Un cómico itinerante
Si algo llama la atención de la carrera de Woody Allen es su extraordinaria precocidad como cómico. Se hace un nombre como proveedor de chistes para los más reputados profesionales que hoy llamaríamos monologuistas cuando apenas está saliendo de la adolescencia. Ese recorrido por el mundo del espectáculo estadounidense de mediados del siglo pasado es uno de los mejores pasajes de A propósito de nada. Es cierto que el lector español desconocerá la inmensa mayor parte de los nombres citados. Pero no es menos verdad que es una delicia constatar que la vida de Allen recuerda tanto a Annie Hall (1977) como a Broadway Danny Rose (1984).

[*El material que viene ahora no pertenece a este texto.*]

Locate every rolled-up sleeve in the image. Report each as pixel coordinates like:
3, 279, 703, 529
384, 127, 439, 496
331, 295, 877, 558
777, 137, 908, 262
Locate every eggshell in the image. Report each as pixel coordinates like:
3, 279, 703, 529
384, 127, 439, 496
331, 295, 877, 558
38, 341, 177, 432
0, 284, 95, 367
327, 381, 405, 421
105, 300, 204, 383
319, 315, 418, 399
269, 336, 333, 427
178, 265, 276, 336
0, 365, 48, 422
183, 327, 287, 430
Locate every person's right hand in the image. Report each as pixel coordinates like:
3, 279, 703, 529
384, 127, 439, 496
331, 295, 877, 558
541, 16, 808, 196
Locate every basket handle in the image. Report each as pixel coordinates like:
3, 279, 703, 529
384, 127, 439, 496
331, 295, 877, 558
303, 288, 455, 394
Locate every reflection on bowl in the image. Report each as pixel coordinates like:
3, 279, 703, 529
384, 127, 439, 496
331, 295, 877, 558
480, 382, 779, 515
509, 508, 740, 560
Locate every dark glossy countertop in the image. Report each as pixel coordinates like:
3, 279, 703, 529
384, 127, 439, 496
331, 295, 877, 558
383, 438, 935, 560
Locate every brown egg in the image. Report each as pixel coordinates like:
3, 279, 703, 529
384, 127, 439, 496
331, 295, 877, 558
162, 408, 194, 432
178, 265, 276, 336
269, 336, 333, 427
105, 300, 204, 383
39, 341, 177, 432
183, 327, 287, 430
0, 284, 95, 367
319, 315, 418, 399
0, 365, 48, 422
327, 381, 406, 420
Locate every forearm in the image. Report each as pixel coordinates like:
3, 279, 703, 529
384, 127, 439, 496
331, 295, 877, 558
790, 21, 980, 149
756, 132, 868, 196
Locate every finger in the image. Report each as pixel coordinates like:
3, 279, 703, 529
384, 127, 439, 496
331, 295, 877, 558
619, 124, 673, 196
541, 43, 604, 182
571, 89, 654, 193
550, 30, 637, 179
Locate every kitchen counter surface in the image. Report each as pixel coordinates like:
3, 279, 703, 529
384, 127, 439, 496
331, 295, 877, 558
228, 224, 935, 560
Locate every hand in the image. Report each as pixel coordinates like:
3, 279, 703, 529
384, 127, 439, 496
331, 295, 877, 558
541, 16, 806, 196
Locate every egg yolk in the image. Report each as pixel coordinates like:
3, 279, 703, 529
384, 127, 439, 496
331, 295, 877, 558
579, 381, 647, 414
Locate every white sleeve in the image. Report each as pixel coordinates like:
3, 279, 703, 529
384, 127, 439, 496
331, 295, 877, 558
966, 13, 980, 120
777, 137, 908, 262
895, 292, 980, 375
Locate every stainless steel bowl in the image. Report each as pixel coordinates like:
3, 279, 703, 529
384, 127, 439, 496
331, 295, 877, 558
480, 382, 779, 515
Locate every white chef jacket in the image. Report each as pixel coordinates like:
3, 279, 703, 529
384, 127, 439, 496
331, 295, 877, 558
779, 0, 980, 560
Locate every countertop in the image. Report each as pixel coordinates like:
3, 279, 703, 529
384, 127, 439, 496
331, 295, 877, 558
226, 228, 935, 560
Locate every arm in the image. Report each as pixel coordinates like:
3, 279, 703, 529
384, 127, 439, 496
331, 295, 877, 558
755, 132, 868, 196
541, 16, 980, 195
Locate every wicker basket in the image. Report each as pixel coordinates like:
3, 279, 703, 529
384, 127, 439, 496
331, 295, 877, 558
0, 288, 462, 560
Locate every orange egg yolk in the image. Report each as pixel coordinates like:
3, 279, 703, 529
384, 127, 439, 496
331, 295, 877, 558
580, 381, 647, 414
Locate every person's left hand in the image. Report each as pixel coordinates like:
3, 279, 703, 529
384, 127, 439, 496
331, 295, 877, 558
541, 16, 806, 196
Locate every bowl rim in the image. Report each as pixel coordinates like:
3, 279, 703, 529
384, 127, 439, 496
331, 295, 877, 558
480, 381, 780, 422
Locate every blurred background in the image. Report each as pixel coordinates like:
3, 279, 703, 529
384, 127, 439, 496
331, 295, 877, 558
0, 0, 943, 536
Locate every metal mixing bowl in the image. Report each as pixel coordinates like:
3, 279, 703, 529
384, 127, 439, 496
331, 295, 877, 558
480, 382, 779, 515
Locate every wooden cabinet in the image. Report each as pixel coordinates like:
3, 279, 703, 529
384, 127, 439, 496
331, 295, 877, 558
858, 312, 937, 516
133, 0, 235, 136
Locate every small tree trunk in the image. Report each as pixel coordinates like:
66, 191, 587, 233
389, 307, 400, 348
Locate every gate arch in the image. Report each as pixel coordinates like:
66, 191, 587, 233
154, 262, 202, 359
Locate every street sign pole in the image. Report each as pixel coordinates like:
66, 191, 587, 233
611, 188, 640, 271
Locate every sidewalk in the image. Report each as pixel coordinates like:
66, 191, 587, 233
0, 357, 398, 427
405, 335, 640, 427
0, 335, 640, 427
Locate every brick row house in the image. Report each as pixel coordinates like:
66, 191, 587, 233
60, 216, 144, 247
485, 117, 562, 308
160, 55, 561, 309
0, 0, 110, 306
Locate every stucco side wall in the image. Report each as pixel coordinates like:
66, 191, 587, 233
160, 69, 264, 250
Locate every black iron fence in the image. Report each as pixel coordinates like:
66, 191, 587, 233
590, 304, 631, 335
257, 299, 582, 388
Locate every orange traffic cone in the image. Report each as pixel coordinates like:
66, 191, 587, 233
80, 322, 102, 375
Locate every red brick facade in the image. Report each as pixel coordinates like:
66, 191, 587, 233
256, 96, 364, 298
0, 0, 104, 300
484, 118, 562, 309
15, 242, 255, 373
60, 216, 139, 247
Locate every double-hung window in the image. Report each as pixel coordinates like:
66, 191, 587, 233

Podemos comprar que Woody Allen no sea un intelectual. Lo referente a su trayectoria amorosa, a la que resta importancia en un par de momentos, sí se encuadra en la falsa modestia. Diane Keaton en un pedestal. (Es la autora de la foto de la contraportada, datada en 2019, que muestra al director en un punto fronterizo difícil de precisar entre estar sentado y estar tumbado). Romances insinuados con Janet Margolin y concretados con la modelo Stacey Nelkin y Mariel Hemingway, entre otras muchas mencionadas de pasada. Allen es ecuánime a la hora de valorar sus dos matrimonios anteriores. No da rodeos en presentarse como un pésimo marido con su primera esposa, Harlene Rosen. Pero carga las tintas contra la segunda, Louise Lasser, que ya separada de su marido protagonizó, entre otras, Bananas (1971). El retrato que queda entre líneas de supuestos elogios es demoledor.
Un crítico implacable
La autocrítica alcanza su paroxismo cuando el director va repasando su extensa filmografía. Implacable con casi todos sus títulos. Particularmente agrio con aquellos primeros escarceos como guionista y/o actor para el productor Charles K. Feldman, ¿Qué tal, Pussycat? (What’s new, Pussycat?, Clive Donner, 1965) y la que define como “uno de los peores y más estúpidos desperdicios de celuloide de la historia del cine” (página 174), Casino Royale (John Huston, Val Guest, Robert Parrish, Joseph McGrath y Ken Hughes, 1967). No escapa de su bisturí Delitos y faltas (Crimes & Misdemeanors, 1989).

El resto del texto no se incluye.